Ces contestations posent la question des rapports entre différents producteurs de connaissances mobilisant des valeurs et des intérêts différents. Les questions de la légitimité des savoirs, du rapport à la vérité et aux preuves tangibles sont également soulevées, sachant que les controverses mettent en jeu des intérêts et des valeurs d’ordre socio-épistémologique (Raynaud, 2003).

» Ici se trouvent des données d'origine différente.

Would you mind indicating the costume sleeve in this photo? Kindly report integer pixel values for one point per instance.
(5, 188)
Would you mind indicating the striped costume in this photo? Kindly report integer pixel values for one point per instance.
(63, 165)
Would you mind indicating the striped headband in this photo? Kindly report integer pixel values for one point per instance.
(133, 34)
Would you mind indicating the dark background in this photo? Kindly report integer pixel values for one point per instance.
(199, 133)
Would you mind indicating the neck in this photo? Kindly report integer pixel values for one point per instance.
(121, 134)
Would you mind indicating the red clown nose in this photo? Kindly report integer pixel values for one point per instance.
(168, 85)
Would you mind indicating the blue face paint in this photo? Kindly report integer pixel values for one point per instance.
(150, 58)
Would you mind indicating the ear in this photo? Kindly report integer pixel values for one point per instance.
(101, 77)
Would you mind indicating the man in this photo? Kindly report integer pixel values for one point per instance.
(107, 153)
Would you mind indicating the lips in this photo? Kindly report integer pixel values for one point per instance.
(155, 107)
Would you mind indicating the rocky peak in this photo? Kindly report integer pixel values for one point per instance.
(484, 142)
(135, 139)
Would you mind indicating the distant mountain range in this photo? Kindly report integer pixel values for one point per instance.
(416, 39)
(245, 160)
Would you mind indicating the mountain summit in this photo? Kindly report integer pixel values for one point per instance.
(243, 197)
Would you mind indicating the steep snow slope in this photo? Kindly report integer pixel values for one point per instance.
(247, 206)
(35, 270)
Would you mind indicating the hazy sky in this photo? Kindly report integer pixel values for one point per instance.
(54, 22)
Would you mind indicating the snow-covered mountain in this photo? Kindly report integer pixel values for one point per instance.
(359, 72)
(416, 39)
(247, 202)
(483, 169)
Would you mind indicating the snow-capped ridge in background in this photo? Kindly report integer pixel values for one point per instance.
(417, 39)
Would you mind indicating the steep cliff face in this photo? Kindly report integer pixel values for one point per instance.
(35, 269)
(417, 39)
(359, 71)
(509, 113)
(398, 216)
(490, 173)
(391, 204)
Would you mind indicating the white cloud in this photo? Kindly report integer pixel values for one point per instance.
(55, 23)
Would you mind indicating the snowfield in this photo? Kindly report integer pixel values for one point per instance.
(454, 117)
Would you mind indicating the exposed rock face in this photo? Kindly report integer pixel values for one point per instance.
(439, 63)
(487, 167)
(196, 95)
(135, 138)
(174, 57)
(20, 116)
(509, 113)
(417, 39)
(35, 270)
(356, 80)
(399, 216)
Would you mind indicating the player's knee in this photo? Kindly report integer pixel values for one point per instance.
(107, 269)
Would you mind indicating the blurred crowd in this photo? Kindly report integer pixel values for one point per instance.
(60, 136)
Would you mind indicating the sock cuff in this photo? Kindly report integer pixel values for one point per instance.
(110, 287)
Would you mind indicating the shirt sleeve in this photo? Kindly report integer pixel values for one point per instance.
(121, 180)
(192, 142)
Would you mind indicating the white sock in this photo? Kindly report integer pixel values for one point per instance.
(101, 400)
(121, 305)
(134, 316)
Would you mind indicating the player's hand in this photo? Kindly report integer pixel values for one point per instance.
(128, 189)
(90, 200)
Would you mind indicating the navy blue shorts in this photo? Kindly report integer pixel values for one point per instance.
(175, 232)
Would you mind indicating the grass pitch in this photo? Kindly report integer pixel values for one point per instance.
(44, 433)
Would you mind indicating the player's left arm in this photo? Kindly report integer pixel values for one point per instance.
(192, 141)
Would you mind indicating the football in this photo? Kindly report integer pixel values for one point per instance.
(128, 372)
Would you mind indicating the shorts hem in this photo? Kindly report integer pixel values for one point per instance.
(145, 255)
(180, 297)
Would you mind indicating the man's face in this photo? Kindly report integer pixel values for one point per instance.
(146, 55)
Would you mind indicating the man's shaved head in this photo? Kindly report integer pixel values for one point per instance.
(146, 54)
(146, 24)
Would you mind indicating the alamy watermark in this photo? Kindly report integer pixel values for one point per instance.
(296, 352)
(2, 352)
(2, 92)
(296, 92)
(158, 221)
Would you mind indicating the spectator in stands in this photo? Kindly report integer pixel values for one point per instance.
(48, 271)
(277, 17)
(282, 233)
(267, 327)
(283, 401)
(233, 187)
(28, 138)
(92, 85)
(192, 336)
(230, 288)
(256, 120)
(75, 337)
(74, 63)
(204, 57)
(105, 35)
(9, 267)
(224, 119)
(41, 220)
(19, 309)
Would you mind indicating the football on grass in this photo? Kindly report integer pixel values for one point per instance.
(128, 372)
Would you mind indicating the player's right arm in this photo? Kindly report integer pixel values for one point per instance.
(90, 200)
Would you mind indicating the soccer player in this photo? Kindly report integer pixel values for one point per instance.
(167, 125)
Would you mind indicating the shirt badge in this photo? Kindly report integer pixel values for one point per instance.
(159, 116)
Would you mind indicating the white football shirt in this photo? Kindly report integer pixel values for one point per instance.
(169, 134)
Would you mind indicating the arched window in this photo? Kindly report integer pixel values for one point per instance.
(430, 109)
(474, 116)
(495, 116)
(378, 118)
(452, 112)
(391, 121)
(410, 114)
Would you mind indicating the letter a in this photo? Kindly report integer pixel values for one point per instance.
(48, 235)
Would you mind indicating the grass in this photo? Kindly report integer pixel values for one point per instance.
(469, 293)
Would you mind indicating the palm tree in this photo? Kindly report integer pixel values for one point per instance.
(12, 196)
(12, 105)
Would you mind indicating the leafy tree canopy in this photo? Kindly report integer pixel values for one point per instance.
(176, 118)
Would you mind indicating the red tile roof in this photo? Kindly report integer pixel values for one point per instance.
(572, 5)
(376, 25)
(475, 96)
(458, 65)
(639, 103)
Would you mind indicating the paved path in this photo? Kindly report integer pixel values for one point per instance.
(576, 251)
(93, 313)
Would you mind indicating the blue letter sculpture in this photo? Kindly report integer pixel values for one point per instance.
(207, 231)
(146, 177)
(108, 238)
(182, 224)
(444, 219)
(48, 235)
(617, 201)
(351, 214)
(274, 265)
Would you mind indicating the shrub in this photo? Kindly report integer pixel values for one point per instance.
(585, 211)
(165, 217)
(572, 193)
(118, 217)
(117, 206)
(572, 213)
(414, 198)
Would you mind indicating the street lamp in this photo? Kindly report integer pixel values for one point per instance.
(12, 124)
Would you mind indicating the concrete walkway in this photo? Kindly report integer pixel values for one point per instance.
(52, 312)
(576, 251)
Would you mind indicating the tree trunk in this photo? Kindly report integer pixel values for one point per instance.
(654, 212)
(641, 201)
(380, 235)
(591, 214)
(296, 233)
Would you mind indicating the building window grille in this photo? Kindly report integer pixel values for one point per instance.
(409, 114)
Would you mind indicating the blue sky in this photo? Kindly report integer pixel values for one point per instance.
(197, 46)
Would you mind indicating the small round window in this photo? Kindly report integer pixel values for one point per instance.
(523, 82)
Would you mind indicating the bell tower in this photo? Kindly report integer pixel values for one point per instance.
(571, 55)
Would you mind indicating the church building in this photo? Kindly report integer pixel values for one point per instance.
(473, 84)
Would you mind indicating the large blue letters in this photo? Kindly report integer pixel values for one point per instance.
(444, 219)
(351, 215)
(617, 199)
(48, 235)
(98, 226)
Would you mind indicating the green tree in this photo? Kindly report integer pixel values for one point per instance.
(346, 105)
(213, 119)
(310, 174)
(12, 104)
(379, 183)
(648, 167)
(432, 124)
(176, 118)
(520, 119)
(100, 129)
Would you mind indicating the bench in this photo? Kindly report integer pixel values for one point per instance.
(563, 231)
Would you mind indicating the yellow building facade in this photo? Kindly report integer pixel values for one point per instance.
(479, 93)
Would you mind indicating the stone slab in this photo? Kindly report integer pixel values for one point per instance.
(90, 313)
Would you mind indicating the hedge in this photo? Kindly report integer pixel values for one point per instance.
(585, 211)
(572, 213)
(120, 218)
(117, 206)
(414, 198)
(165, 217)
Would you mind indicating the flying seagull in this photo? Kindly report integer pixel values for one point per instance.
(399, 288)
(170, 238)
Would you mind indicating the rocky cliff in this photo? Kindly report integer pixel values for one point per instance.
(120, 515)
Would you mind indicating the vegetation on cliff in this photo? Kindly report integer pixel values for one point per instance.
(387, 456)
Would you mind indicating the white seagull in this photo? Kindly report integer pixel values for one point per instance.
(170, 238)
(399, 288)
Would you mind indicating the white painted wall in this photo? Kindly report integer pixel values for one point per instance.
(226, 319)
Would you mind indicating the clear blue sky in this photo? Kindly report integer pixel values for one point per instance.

Cette recherche de la référence scientifique, qui structure l’enseignement traditionnel des sciences, semble incompatible avec l’enseignement de questions socioscientifiques, aux références multiples et fondé sur des savoirs mais également des valeurs. L’enseignement scientifique traditionnel, avec sa logique disciplinaire et la prise en compte d’une seule référence, ne se prête donc pas à l’enseignement de questions socioscientifiques, complexes, controversées, expertisées et médiatisées. Par ailleurs, la scolarisation de ces questions pourrait conduire l’enseignant à procéder lui-même au choix des références sur lesquelles

appuyer son enseignement et dans ce cas, sa responsabilité peut être écrasante (Tiberghien,

2007, cité par Albe, 2008).

En terme d’éducation aux choix, l’enseignement des questions socioscientifiques controversées pose également un problème politique profond. Dans le cadre de la mutation des rapports entre sciences et sociétés, la problématique de la formation citoyenne se pose à tout le corps social. Le Marec (communication personnelle, août 2009) estime que

l’enrôlement des citoyens et de l’école par la puissance publique, autour de phénomènes

macro-sociaux comme les relations sciences sociétés peut contribuer à écraser les individus. On affirme la volonté politique de former à l’exercice d’une citoyenneté scientifique qui malheureusement n’est pas en place dans la structure politique actuelle. Dans nos sociétés, cela peut d’ailleurs expliquer que les individus s’engagent dans d’autres formes d’empowerment citoyen, parfois moins démocratiques, mais plus efficaces politiquement.

C h a p i t r e 3 .

ME S P O S I T I O N N E M E N T S T H E O R I Q U E S

Face à ces contestations sur la pertinence d’un enseignement portant sur des questions complexes, expertisées et médiatisées, je me dois de préciser mes positions aussi bien sur les enjeux didactiques que sur les différentes dimensions de la question socioscientifique choisie.